During pregnancy, transplacental passage of maternal IgG antibodies allows for passive protection in the first 6 months of life. This, however, decays rapidly, with little remaining beyond 6 months of age. Thus, early infancy is the ideal time to begin immunization so that active immunity can replace waning passive protection without a period of vulnerability in between.

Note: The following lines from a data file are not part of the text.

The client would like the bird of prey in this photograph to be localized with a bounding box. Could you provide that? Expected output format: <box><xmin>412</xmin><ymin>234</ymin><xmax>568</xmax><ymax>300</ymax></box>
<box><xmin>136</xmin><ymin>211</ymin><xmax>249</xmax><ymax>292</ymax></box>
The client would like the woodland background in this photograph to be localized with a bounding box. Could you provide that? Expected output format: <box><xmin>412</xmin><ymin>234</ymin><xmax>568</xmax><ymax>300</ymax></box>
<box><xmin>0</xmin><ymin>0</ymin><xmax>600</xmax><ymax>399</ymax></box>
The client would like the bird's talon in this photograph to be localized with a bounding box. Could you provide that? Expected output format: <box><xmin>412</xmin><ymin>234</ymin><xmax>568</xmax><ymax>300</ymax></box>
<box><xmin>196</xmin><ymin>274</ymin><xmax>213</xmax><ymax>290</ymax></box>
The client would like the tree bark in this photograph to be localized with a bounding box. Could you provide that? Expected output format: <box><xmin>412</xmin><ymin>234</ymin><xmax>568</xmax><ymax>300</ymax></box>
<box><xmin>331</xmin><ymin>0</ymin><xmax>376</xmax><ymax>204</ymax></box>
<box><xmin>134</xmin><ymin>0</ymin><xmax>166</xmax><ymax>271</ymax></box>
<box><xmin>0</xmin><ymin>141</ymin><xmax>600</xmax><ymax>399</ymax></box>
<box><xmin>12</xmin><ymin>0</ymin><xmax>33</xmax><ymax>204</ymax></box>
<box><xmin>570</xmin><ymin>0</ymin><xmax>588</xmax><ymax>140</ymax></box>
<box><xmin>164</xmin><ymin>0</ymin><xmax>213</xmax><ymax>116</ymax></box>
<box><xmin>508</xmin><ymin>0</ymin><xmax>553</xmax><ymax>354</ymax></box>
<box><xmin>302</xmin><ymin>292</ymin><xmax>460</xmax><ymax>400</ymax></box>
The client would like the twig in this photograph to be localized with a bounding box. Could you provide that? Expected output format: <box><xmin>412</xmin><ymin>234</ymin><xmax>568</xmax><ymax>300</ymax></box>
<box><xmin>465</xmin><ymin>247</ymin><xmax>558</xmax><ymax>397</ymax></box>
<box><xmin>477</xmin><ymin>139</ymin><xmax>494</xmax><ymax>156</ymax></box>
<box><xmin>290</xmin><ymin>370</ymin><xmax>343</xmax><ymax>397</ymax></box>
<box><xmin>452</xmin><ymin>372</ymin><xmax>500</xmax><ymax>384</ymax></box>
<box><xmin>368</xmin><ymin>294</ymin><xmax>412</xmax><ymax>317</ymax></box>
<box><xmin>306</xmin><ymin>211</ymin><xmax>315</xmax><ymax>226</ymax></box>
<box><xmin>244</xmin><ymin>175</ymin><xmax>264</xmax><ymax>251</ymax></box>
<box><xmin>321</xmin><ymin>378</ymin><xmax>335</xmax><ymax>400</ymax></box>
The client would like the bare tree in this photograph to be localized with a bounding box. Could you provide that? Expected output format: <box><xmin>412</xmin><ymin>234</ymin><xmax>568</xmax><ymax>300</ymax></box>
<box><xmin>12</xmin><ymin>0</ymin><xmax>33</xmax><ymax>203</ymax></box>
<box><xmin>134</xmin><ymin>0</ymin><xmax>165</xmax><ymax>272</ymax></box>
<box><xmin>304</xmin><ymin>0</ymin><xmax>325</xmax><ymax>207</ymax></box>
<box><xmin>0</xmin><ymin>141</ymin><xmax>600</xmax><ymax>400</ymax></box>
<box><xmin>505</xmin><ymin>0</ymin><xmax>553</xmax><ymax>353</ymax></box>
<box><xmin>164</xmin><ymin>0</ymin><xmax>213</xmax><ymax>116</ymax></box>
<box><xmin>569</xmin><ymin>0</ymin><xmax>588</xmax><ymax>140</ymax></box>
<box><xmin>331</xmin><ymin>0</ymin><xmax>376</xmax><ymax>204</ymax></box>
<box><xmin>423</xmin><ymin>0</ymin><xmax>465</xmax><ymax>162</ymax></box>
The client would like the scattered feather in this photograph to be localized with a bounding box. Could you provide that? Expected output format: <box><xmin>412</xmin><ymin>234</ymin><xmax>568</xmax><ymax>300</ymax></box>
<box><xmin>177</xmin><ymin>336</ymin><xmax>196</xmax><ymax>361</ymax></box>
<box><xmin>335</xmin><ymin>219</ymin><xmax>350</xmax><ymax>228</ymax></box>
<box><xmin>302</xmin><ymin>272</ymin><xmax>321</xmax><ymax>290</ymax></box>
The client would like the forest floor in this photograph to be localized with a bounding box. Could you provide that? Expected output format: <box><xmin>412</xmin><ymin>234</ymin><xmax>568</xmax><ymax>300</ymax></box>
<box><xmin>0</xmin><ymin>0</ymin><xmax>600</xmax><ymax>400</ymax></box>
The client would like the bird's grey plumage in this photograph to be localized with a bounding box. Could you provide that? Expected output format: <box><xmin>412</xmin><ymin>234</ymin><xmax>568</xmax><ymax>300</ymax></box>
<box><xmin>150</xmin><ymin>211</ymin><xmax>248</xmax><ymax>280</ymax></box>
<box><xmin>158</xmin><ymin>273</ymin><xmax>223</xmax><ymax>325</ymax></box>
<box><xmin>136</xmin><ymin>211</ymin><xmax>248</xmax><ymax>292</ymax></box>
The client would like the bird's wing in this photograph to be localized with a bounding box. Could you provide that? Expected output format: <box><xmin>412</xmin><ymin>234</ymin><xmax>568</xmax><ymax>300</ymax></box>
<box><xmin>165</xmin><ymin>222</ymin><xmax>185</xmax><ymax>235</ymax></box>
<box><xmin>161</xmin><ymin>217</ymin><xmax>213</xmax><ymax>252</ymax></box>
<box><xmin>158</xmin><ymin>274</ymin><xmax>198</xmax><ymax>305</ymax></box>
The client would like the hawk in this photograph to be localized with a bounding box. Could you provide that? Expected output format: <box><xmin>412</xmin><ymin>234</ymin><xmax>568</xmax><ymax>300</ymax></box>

To achieve this goal, infants typically require several initial vaccine doses spaced about 8 weeks apart, known as the primary series. It ensures that their immature immune system responds adequately. Adherence to the schedule minimizes infection risks. Depending on the vaccine, a booster dose may be required in the second year of life to reinforce the antibody response and extend protection throughout early childhood; additional booster doses may be needed at 4-6 years and in adolescence to renew and extend protection.
Immunization schedules vary to some extent across regions and you should become familiar with the schedule used in your region of practice.
As clinicians, you will often get asked about the safety profiles of childhood vaccines. In general, almost all of these vaccines are well tolerated and cause very mild side effects, such as injection site pain or transient fever. The tangible risks are febrile seizures and hypotonic (fainting) spells, which both have low risk rates and benign outcomes.
This table lists some of the rare complications associated with vaccines.
MMR meningitis is mainly attributable to the mumps component and differs among products, being very unlikely with the vaccines used in Canada. Measles encephalitis is a great rarity, seen in a few immunocompromised vaccinees.
Lastly, presence of certain health conditions will alter immunization recommendations. Children at high risk for invasive pneumococcal infection should get 3 primary doses of the PCV13 vaccine (instead of 2) and should also receive the 23-valent pneumococcal polysaccharide vaccine after age 2, which is not part of the routine schedule. Immunocompromised children should not receive live attenuated vaccines.